It’s becoming increasingly clear that employers who want to experience growth must prioritize their employees’ mental health.
According to the World Health Organization (WHO), over 300 million people experience depression, making it one of the leading causes of disability around the world. As workers experience unresolved depression, they’re estimated to encounter a 35 percent drop in productivity, which leads to billions of dollars in revenue loss.
As we start the new year, here are seven of the best ways to support your employees’ mental health:
- Offer Robust, Flexible Mental Health Care Options– Many employer-sponsored health care plans offer limited access to mental health care options. Plans that house provider directories are consistently out-of-date, or providers listed are unavailable for new clients. While employee assistance programs (EAPs) can be helpful, they typically allow a limited number of counseling sessions, which can be frustrating for employees requiring ongoing support. Even still, with the rise of remote work and flexible scheduling, often employees are seeking non-traditional ways to get the mental health support they need. Companies can aim to supplement limited mental health services by offering benefits that cover a wider range of treatment options and greater number of therapy sessions. Additional benefits may include self-care apps to encourage mindfulness, virtual therapy sessions and mental health coaching.
- Be Flexible with Working Hours and Breaks – Overwork can often cause stress that affects employee mental health. Flexible working hours can reduce stress for employees as they incorporate their personal and mental health needs into their working schedule.
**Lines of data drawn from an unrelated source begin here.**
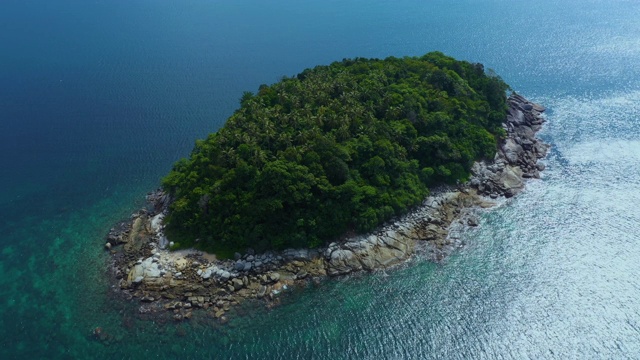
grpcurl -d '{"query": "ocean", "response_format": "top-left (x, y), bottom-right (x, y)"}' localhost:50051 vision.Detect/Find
top-left (0, 0), bottom-right (640, 359)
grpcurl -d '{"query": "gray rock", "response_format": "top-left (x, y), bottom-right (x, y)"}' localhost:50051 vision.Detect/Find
top-left (242, 262), bottom-right (253, 271)
top-left (231, 279), bottom-right (244, 291)
top-left (502, 138), bottom-right (523, 164)
top-left (256, 285), bottom-right (267, 299)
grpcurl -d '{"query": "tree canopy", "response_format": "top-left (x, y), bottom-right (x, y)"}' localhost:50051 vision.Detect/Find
top-left (162, 52), bottom-right (508, 255)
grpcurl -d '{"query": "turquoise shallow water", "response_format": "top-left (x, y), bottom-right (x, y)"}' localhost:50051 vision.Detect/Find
top-left (0, 0), bottom-right (640, 359)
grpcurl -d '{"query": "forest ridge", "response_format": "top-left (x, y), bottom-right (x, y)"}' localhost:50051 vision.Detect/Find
top-left (162, 52), bottom-right (509, 254)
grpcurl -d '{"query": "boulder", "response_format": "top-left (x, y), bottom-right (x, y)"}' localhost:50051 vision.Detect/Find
top-left (231, 278), bottom-right (244, 291)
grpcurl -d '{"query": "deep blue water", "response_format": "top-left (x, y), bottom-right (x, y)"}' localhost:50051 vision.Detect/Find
top-left (0, 0), bottom-right (640, 359)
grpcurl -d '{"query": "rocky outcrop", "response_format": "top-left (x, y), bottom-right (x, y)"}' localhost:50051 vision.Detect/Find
top-left (470, 94), bottom-right (549, 198)
top-left (105, 95), bottom-right (548, 322)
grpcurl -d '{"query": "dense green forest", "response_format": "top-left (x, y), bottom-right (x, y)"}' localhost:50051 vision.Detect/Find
top-left (162, 52), bottom-right (508, 253)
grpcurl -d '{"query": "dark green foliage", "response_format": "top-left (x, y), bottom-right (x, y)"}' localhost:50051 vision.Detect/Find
top-left (163, 52), bottom-right (508, 251)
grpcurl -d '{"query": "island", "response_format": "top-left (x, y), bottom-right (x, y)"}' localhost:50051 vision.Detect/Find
top-left (105, 52), bottom-right (548, 322)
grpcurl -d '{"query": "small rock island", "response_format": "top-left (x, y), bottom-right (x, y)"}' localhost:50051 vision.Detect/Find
top-left (105, 52), bottom-right (548, 322)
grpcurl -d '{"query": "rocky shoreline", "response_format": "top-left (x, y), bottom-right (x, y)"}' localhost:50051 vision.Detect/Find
top-left (105, 94), bottom-right (549, 322)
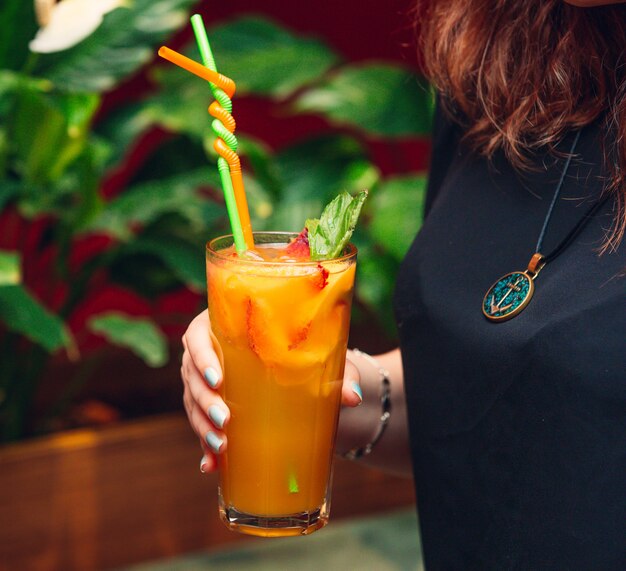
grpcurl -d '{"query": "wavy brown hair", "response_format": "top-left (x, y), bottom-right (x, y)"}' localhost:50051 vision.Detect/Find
top-left (417, 0), bottom-right (626, 251)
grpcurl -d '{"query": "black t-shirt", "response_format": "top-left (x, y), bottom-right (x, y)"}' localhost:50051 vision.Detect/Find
top-left (395, 104), bottom-right (626, 571)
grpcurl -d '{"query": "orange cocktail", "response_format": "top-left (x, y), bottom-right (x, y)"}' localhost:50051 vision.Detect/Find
top-left (207, 233), bottom-right (356, 536)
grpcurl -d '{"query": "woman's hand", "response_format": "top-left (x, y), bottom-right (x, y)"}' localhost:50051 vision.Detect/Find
top-left (180, 310), bottom-right (363, 472)
top-left (180, 310), bottom-right (230, 472)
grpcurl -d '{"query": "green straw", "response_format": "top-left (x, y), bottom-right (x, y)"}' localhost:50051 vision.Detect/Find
top-left (191, 14), bottom-right (247, 254)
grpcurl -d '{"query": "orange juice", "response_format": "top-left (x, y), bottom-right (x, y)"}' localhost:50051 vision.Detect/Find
top-left (207, 233), bottom-right (356, 536)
Employers should also aim to set boundaries by limiting out-of-hours work and encouraging employees not to access email outside of office hours, including on holidays. Managers and HR departments can also remind employees of unused vacation time and urge them to schedule autoreply “away” messages to alleviate the need to check emails while taking scheduled leave.
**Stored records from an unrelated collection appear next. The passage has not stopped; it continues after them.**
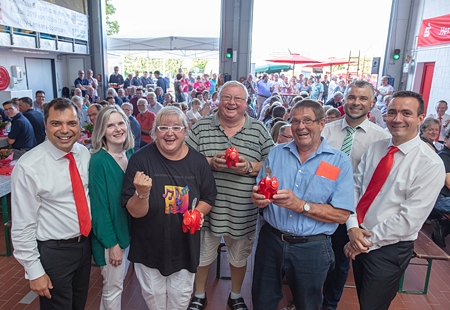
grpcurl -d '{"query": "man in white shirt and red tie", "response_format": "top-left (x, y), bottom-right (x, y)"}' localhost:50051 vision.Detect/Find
top-left (429, 100), bottom-right (450, 144)
top-left (322, 80), bottom-right (391, 310)
top-left (11, 98), bottom-right (92, 310)
top-left (344, 91), bottom-right (445, 310)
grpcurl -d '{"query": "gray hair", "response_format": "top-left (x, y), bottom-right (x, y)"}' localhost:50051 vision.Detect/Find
top-left (333, 91), bottom-right (344, 98)
top-left (279, 124), bottom-right (291, 135)
top-left (219, 81), bottom-right (248, 100)
top-left (91, 104), bottom-right (134, 154)
top-left (136, 98), bottom-right (148, 107)
top-left (151, 106), bottom-right (189, 141)
top-left (122, 102), bottom-right (133, 111)
top-left (106, 87), bottom-right (117, 97)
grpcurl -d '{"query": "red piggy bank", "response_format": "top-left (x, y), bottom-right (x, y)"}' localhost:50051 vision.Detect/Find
top-left (258, 176), bottom-right (278, 199)
top-left (182, 209), bottom-right (202, 235)
top-left (225, 147), bottom-right (239, 168)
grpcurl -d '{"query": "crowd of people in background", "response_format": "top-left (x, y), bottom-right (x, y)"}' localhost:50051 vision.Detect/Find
top-left (6, 67), bottom-right (450, 310)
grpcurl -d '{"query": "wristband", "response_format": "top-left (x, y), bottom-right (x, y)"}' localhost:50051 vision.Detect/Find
top-left (136, 190), bottom-right (150, 199)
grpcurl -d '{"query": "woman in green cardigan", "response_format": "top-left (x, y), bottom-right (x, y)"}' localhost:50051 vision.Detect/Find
top-left (89, 105), bottom-right (134, 309)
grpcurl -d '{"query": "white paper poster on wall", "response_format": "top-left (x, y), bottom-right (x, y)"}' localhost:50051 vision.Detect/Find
top-left (0, 0), bottom-right (88, 41)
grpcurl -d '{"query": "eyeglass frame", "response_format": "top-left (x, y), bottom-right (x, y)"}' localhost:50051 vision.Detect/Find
top-left (220, 95), bottom-right (247, 103)
top-left (280, 133), bottom-right (294, 140)
top-left (156, 126), bottom-right (186, 132)
top-left (290, 118), bottom-right (323, 126)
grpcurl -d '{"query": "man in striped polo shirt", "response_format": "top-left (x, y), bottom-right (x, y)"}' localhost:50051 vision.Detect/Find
top-left (186, 81), bottom-right (274, 310)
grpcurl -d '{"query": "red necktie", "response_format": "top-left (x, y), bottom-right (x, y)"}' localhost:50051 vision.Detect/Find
top-left (356, 146), bottom-right (398, 224)
top-left (435, 116), bottom-right (442, 142)
top-left (64, 152), bottom-right (92, 237)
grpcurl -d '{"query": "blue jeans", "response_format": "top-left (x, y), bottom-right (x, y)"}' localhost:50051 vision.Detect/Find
top-left (322, 224), bottom-right (350, 310)
top-left (252, 223), bottom-right (334, 310)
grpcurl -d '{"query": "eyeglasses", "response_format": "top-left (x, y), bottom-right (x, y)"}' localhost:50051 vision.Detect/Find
top-left (291, 118), bottom-right (320, 126)
top-left (220, 96), bottom-right (247, 103)
top-left (280, 134), bottom-right (294, 140)
top-left (156, 126), bottom-right (184, 132)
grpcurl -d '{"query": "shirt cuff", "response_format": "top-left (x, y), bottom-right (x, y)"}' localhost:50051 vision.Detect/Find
top-left (345, 213), bottom-right (359, 231)
top-left (25, 261), bottom-right (45, 280)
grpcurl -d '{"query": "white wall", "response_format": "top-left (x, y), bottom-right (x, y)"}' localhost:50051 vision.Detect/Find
top-left (407, 0), bottom-right (450, 115)
top-left (0, 48), bottom-right (90, 99)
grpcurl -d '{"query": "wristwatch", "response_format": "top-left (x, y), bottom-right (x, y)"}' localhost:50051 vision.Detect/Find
top-left (302, 201), bottom-right (311, 214)
top-left (136, 190), bottom-right (150, 199)
top-left (247, 162), bottom-right (253, 174)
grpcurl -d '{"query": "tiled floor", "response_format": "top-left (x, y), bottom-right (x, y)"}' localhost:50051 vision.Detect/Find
top-left (0, 214), bottom-right (450, 310)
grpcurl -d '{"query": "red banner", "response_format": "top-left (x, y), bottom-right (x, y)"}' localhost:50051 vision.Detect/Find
top-left (417, 14), bottom-right (450, 46)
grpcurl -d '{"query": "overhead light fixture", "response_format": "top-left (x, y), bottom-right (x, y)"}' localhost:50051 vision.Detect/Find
top-left (11, 48), bottom-right (49, 55)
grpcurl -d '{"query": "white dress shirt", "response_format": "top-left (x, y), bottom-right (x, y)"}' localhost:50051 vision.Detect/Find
top-left (11, 140), bottom-right (91, 280)
top-left (370, 107), bottom-right (386, 128)
top-left (347, 136), bottom-right (445, 250)
top-left (322, 118), bottom-right (391, 172)
top-left (427, 113), bottom-right (450, 141)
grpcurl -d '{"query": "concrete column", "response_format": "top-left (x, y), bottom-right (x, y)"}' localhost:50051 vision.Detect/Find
top-left (219, 0), bottom-right (254, 80)
top-left (88, 0), bottom-right (108, 98)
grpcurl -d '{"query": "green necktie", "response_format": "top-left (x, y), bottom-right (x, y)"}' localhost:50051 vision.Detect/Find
top-left (341, 126), bottom-right (356, 156)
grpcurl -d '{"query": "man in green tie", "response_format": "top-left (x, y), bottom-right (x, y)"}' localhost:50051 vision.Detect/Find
top-left (322, 80), bottom-right (391, 310)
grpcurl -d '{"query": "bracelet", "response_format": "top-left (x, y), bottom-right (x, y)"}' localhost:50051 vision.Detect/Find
top-left (135, 190), bottom-right (150, 199)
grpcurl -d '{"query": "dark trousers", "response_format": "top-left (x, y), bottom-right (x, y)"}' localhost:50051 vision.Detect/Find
top-left (353, 241), bottom-right (414, 310)
top-left (322, 224), bottom-right (350, 310)
top-left (252, 223), bottom-right (334, 310)
top-left (38, 238), bottom-right (91, 310)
- Promote Physical Health, Including Healthy Eating and Exercise – The positive effects of good physical health on mental health can’t be disputed. In fact, studies show that exercise can provide stress relief and treat mild to moderate depression as effectively as anti-depressant medication. Results also prove a link between diet quality and mental health. Try hosting programs and initiatives in your workplace that promote positive physical health. These can include offering lunchtime fitness sessions, bringing in an expert to discuss healthy eating, hosting yoga classes or a weight loss program, and even starting an exercise club.
- Ensure Your Employees Feel Valued – Demonstrating your appreciation to employees is a simple, but effective way to support your employees’ mental health. Feeling unappreciated or under-valued can lead to anxiety, fear, and even depression. Provide consistent positive feedback to let employees know their work hasn’t gone unnoticed. Even still, take time at least once a year to formally recognize your employees’ accomplishments professionally, and personally.
- Make Reasonable Accommodations as Needed – It’s important for employers to work together with employees who request reasonable accommodations related to mental health needs. If an employee asks to work from home on occasion or to take weekly time off to attend therapy sessions, the employer should consider these options, as long as they don’t hinder the employee’s ability to perform the overall job functions.
- Maintain Openness – Nearly one in five U.S. adults have a mental health condition, yet more than half of Americans say they’ve never discussed mental health at work. Employers must encourage conversations and maintain supportive spaces for employees to discuss mental health. This can be done more formally through methods like mental health campaigns or more informally through activities like one-on-one employee check-ins.
- Remain Alert – Employers aiming to foster positive mental health should keep an eye out for employees exhibiting signs of decline. This should not only include declines in work productivity, but in overall social engagement or personality shifts. If an employee appears to be struggling in any way, try setting up a private meeting in a non-threatening, comfortable environment. Be sure to ask open-ended questions and work together to identify meaningful solutions. While every employee will not want to open up about their mental health, they should at least know resources are available if needed.
How will your company plan to foster better employee mental health this year?